Friday, July 26, 2013


In response to a recent Supreme Court ruling in which the court found Section 4 of the Voting Rights Act of 1965 unconstitutional, Attorney General Eric Holder announced Thursday that the Justice Department is launching a new initiative in the battle for voting rights. How does this affect Texas state and local government? The Justice Department is recommending that a federal district court in San Antonio require Texas (yes us, again) to get federal approval before putting future redistricting changes in place.

In Holders view, this initiative (with Texas being the first of many states) will strengthen modern voting protections by cutting down on what many view as discriminatory practices, such as Texas’ incessant redistricting and gerrymandering. Attorney General Greg Abbott called the move "political theater" while Governor Rick Perry responded by calling this the Obama Administration’s attempt to work-around the Supreme Court’s ruling, and challenged the constitutionality of Holder’s request.

Now before you get all worked up about the feds pulling your card (Perry), let’s take a closer look at the Act and the Supreme Court’s ruling.

Section 4 of the Voting Rights Act of 1965 provides the “coverage formula,” defining “covered jurisdictions” as states or political subdivisions of the states (nine states including Texas and other counties) that maintained tests or devices as prerequisites to voting, and had low voter registration or turnout. In such covered jurisdictions, Section 5 of the Act provides that no change in voting procedures can take effect until approved by specified federal authorities.

While The Supreme Court struck down Section 4, Section 5 of the Act is still in effect, thus the Federal Government’s enforcement of federal preclearance is still constitutional. Simply put, Section 4 provides a definition of a state or local jurisdictions with discriminatory voting  practices and patterns. The elimination of Section 4 renders even more state and local governments susceptible to preclearance, as hardly any states utilize tests or devices as prerequisites to voting; however, many have extremely low voter registration and turnout and perceptibly discriminatory practices.

It just so happens that Texas’ voter turnout currently ranks dead last in the nation. Texas’ voting practices have been heavily scrutinized for decades and many deem them as as discriminatory. It was only a matter of time that these questionable practices would be further examined and possibly regulated. If it were Atlanta or Alaska who ranked last out of the 51 contiguous states and districts I’m sure the uproar in Texas would not be so extreme.

1 comment:

  1. After reading Courtney Robertson’s post on her blog, Courtney Robertson / TX Justice, I definitely felt more informed about how Attorney General Eric Holder and the Justice Department are working to preserve voting rights. In her post, Courtney provides quality background on several important elements and key stakeholders affected by the initiative. First, she briefly described how the Justice Department’s initiative will affect Texas by forcing the state to get federal approval before making redistricting changes. Then, she proceeded to describe Attorney General Holder’s goal for the plan to decrease discriminatory practices such as Texas’ frequent redistricting and gerrymandering. While this information was helpful, it would have provided better context to include the fact that the initiative hopes to prevent problems such as the 2003 redistricting crisis from occurring in the future.
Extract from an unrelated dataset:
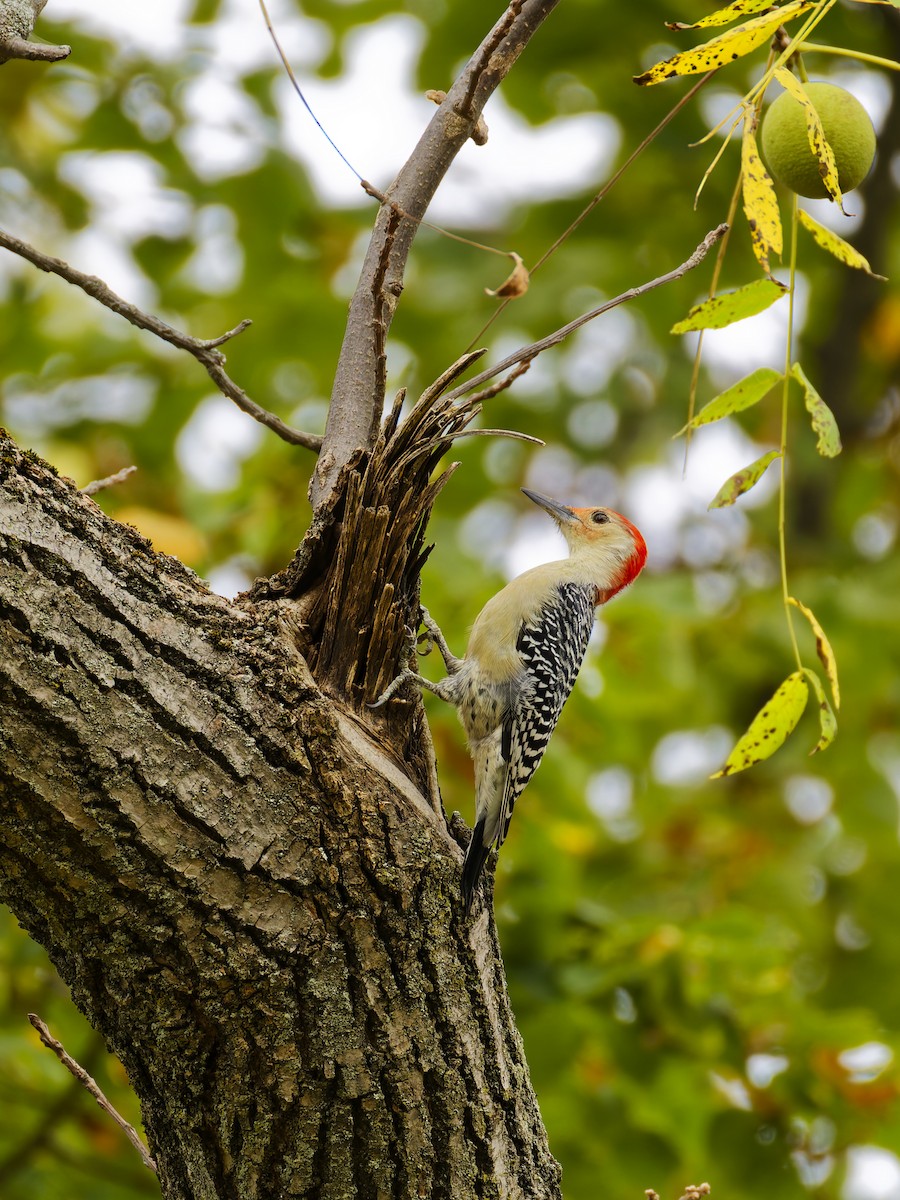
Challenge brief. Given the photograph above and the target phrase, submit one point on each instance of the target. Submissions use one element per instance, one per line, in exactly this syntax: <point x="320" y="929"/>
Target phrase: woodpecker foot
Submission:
<point x="436" y="637"/>
<point x="394" y="687"/>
    One key aspect in the beginning of the post that really stood out was the succinct, relevant quotes from both Texas Attorney General Greg Abbott and Governor Rick Perry. By including their critical views that the Obama Administration is trying to work around the Supreme Court ruling on the Voting Act of 1965, it helped the reader quickly understand the point of contention between the federal government and the Texas government. Also, I thought that the sentence about the feds pulling Governor Perry’s calling card was a good insertion of humor into the post. It made the post seem more personal in style, and it provided an interesting way to set up the following analysis.

    The analysis portion of the post examined the rationale underlying the federal government’s enforcement of federal preclearance is constitutional. While Section 4 of the Voting Rights act of 1965 was struck down, Section 5 is still in effect. Therefore, the federal government is not trying to work around the Supreme Court’s ruling; rather they are instead fulfilling their duty to protect the rights of Texas citizens. This information demonstrates that Greg Abbott’s “political theatre” comment about the Obama Administration was based on political allegiances rather than facts. Another excellent point Courtney made was that because Texas recently ranked last in voter turnout, it was only a matter of time before their voting practices were examined. While I believe this a great point, I felt that the statistic of Texas being ranked last in voter turnout may have provided more impact and served as a quality attention-getter if it was placed earlier in the post. Since Courtney’s conclusion is based around the idea that Texans should not be surprised that voting practices are being regulated, I think it would have provided better flow to introduce this rationale earlier in the post.

    Overall, I thought that Courtney’s post was a quality piece of writing and was very informative. The succinct nature of her writing and factual background information provided excellent context for the topic and made a complicated set of government actions easy to understand.